Johnny is amused by the two books. “Oh, my,” he says, “Gibran. We had a high school teacher who liked to read this to us. Put us all to sleep. And, what’s this?” He picks up the birth book and cracks it open. “Pretty graphic,” he says. He flips pages and Loraine watches him. He is impish tonight; his ears are red and he has a looseness to his body as if he were a puppet or rag doll. Loraine comes up behind him, leans over his shoulder, and lays her cheek on his.

“You smell good,” she says.

“Really?”

She touches his hair. “You showered?”

“Just finished in the barn.”

Loraine breathes deeply. “See that,” she says, pointing, “In a tub. France. It figures.”

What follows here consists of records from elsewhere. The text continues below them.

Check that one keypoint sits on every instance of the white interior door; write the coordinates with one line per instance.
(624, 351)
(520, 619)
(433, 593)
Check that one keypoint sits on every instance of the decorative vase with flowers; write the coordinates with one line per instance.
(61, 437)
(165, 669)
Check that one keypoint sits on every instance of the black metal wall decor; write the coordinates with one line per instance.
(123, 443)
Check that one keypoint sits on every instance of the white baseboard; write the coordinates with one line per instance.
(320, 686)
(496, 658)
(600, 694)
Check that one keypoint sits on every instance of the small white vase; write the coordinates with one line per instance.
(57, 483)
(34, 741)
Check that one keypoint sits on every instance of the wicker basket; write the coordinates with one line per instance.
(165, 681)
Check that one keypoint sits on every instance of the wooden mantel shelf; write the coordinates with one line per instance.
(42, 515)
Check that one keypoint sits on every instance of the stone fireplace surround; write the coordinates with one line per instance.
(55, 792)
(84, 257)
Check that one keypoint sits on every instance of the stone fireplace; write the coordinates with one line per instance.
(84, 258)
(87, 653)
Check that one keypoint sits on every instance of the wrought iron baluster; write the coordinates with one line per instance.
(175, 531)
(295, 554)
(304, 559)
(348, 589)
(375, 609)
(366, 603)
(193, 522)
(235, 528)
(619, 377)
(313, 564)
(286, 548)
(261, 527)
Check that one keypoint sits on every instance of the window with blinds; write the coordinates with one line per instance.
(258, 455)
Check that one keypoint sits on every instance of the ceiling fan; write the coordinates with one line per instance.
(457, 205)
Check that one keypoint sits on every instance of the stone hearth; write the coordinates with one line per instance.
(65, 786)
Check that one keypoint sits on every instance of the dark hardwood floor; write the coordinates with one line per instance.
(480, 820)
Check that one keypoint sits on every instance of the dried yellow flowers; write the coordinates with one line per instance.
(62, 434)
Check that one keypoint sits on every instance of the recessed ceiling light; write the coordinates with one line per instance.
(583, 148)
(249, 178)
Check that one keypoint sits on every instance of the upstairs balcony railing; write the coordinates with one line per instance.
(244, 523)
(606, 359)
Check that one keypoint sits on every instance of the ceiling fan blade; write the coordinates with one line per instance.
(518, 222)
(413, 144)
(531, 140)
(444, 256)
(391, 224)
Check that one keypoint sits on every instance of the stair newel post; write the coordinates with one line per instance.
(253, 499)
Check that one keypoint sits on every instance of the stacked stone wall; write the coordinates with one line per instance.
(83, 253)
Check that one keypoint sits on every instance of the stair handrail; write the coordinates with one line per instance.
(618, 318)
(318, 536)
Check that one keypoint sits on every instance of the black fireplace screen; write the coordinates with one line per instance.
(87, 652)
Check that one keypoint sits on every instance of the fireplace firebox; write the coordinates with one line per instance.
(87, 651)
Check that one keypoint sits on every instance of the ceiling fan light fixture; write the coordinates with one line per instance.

Johnny says, “These women are pretty easygoing with their bodies.”

“European,” Loraine says. “It’s not supposed to be a turn-on.”

Surprisingly, Johnny is embarrassed. “I know that,” he says. “It’s curious. That’s all.”

Loraine punches him. Sucks on his earlobe. “My feet are swollen tonight. I gotta sit down.”

“Here.” Johnny pats his lap and pulls Loraine around and plunks her down. “Elephant,” he says. He slips his hand inside her top and plays with her belly.

“Claire was talking about this massage I should do,” Loraine says. “The perineum. She gave me a bottle of vitamin A liquid and said to try it.”

“Perineum?”

“Hmm, like at the base of the vagina. Claire says if you massage, you won’t need an episiotomy.”

“I could do it for you,” Johnny says.

“Sure you could. But I think I’ll handle that. Did you see Chris today?” she asks.

“He was around and then Melody came by with her dad’s car. Picked him up.”